Sejarah perkembangan Sastra Arab Sufi
Salah satu fenomena penting yang tidak bisa diabaikan dalam
perkembangan syi’r Arab adalah munculnya corak baru pada masa daulat Abasiyah
yang dinamakan denga al-syi’r al-wujdani (syi’ir spiritual). Syi’ir
dengan jenis seperti ini, merupakan ciri khusus penyair sufi. Syi’ir sufi pada
dasarnya adalah bagian daripada syi’ir religi Islam yang bersifat mistik,
karena lebih banyak dipengaruhi oleh aspek-aspek batin dibanding logika, meskipun
jika kita amati, sebagian sufi dalam menciptakan syi’ir-syi’irnya, -selain
unsur emosi- banyak juga menggunakan aspek logika, bahkan aspek ini terkadang
tampak mendominasi, terutama pada hal-hal yang bersifat simbolis. Jadi syi’ir
sufi sesungguhnya adalah gabungan antara mistik dan filsafat.
Pembahasan mengenai perjalanan dan perkembangan syi’ir sufi
Arab-Islam, Muhammad al-Mun’im Khafaji membaginya ke dalam lima fase, yaitu:
1.
Fase
pertama sebagai fase awal sejarah perkembangan syi’ir sufi dimulai pada kisaran
tahun antara 100-200 H, sepanjang abad kedua Hijriyah, Khilafah Bani Abasiyah.
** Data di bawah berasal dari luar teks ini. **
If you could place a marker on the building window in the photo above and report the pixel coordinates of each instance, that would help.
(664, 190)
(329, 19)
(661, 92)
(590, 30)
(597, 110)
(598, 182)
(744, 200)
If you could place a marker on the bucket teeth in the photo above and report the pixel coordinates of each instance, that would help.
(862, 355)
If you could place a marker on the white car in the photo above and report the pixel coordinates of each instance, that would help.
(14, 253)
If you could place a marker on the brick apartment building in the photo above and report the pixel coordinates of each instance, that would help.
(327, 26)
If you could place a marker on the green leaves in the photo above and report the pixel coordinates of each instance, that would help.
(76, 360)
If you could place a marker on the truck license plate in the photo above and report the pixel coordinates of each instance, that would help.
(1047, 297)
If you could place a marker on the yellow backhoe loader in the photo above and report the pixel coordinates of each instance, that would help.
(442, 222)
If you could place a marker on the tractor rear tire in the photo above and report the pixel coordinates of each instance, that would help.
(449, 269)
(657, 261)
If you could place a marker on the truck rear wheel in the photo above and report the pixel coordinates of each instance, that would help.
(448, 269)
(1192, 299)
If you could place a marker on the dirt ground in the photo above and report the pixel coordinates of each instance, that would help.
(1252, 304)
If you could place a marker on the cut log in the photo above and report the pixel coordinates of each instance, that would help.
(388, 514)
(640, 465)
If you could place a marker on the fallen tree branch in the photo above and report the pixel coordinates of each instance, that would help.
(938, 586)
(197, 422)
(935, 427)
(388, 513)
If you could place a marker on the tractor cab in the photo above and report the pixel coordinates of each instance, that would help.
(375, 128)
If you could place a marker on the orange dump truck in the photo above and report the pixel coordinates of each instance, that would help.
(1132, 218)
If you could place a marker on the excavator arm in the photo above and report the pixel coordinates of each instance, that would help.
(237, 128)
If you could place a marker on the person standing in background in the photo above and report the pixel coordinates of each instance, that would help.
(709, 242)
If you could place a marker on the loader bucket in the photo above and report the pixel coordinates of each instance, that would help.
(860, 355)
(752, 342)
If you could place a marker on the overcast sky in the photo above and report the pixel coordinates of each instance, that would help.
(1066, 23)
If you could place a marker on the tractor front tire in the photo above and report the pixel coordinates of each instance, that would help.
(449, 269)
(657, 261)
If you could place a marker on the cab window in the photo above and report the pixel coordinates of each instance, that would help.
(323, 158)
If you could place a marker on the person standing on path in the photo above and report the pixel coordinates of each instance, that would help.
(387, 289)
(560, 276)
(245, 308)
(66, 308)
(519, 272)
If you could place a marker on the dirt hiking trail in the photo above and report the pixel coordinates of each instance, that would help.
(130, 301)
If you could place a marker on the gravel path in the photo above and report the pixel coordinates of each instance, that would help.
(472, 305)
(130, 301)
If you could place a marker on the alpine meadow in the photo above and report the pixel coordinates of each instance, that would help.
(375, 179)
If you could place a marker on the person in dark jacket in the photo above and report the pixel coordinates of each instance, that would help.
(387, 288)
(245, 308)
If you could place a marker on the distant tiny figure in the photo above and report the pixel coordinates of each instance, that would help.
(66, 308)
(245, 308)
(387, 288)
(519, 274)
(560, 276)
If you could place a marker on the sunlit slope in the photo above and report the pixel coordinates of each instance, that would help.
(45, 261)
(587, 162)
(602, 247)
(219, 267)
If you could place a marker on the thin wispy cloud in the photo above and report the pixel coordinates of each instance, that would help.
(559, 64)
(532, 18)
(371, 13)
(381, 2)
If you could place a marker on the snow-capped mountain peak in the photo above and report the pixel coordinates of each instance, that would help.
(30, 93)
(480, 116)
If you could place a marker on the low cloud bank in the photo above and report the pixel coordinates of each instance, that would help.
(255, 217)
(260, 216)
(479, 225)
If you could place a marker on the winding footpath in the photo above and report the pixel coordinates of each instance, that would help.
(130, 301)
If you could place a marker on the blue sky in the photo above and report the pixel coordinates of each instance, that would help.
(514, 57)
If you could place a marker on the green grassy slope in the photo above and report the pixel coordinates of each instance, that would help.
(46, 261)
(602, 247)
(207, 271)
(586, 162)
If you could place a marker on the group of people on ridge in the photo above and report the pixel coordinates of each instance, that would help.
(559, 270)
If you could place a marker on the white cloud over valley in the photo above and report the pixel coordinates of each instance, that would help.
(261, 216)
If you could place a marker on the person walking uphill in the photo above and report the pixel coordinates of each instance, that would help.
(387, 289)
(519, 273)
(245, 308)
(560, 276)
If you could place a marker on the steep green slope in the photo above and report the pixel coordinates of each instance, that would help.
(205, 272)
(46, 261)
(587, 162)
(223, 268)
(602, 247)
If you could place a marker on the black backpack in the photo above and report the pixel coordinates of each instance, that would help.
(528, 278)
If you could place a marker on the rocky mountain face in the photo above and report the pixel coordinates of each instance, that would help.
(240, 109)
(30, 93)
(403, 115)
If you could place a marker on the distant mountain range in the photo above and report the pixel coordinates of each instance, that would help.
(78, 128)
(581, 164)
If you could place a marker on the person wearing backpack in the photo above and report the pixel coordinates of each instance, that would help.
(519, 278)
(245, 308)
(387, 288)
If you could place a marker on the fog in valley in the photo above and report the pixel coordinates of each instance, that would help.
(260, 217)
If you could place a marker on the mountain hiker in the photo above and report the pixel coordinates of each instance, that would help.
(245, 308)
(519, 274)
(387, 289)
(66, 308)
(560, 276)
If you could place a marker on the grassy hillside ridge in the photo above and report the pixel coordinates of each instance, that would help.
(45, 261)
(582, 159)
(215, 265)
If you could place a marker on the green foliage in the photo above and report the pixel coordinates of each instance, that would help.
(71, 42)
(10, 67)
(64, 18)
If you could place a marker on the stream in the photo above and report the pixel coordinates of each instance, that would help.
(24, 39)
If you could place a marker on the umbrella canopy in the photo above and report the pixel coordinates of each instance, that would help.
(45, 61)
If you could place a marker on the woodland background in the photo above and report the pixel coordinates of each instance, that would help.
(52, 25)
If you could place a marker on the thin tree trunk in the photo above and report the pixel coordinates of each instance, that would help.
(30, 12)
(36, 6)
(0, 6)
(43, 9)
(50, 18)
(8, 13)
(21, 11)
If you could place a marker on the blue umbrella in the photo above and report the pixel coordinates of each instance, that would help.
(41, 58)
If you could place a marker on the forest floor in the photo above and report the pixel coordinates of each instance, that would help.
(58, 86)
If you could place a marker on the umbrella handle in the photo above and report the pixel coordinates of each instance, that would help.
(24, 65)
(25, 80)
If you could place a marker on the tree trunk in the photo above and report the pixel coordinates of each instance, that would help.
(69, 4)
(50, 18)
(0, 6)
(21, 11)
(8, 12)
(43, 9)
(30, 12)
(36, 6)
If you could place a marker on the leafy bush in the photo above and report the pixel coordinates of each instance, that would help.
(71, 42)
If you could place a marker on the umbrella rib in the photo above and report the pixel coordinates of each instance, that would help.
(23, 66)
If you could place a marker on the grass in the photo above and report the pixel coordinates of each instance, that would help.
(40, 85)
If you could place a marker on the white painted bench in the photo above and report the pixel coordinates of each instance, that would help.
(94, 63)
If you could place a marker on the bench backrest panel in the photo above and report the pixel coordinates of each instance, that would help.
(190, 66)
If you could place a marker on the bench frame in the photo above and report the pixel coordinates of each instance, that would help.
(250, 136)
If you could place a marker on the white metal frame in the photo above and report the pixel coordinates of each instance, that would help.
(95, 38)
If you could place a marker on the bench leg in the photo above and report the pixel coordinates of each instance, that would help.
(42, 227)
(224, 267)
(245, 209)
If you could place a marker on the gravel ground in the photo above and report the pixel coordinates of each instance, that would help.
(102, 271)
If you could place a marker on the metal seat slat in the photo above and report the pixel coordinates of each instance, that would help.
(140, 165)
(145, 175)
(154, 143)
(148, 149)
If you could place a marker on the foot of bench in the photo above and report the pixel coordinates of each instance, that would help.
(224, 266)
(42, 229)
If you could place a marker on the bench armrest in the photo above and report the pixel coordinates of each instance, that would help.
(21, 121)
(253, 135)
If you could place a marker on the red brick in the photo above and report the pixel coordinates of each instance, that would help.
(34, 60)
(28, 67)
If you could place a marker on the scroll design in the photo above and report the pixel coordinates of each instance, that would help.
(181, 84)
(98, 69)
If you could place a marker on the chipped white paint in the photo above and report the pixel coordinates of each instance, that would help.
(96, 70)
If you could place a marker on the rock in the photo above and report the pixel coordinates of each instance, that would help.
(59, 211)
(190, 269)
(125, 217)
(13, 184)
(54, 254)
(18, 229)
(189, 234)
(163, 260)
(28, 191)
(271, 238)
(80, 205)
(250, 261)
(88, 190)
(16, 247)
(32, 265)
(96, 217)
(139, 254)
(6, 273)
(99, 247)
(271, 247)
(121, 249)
Pada fase ini syi’ir sufi berkembang apa adanya mengikuti trend saat itu, baik
dari aspek seni sastranya maupun arus pemikirannya. Syi’ir sufi pada periode
ini masih terhitung sedikit, hanya terdiri dari beberapa bait saja. Di antara
penyair sufi yang hidup pada masa tersebut adalah Rabi’ah al-Adawiyah (185H)
2.
Fase
kedua sekitar dua abad lamanya dari abad ke-3 hingga abad ke-4 Hijriyah. Pada
periode ini syi’r sufi mulai mengalami perkembangan dan kemajuan. Di antara
penyair sufi masa ini adalah Abu Turab ‘Askari ibnu al-Husain al-Nakhsyabi (245
H), Abu Hamzah al-Khurasani wafat pada tahun 290 H, al-Mutanabi, Syarif Ridha
dan lain-lain.
3.
Fase
ketiga perkembangan syi’ir sufi berkisar antara tahun 400-600 H, kurang lebih
dua abad lamanya. Pada fase ini, sastra sufi didominasi oleh corak al-hubb
al-Ilahi (cinta Ilahi), madh al-Rasul (pujian bagi Rasul), al-syawq
ila al-amakin al-muqaddasah (kerinduan pada tempat-tempat yang disucikan),
dan ajakan kepada keutamaan ajaran Islam. Pada masa inilah mulai berkembangnya
sastra sufi Persia, dan munculnya penyair-penyair besar Arab seperti al-Ma’ari
dan Mihyar. Adapun penyair sufi yang ada
pada masa ini di antaranya adalah al-Sahrawardi al-Syami (586 H), al-Rifa’I
(587 H), Abd al-Qadir al-Jilani, Abu Abdillah Muhammad ibnu Ahmad al-Andalusi,
dan al-Bara’i. Berikut contoh syi’r yang digubah oleh penyair besar pendiri
tarikat Qadiriyah, Syekh Abdul Qadir al-Jilani:
يا من تحل بذكره عقد
النوائب والشدائد
يا من إليه المشتكى وإليه
أمر الخلق عائد
يا حي يا قيوم يا صمد تنزه
عن مضادد
أنت العليم بما بليت به
وأنت عليه شاهد
أنت الرقيب على العباد وأنت
فى الملكوت واحد
أنت المنزه يا بديع الخلق
عن ولد ووالد
أنت المعز لمن أطاعك والمذل
لكل جاحد
4.
Fase
keempat perkembangan syi’r sufi Arab-Islam sekitar abad ke-7 Hijriyah. Pada
fase inilah syi’r sufi berada pada puncak kejayaannya. Penyair-penyair besar
masa ini di antaranya adalah: Ibnu al-Faridh (632 H), Jalaluddin al-Rumi, Muhyidin Ibnu ‘Arabi (638 H/1240 M)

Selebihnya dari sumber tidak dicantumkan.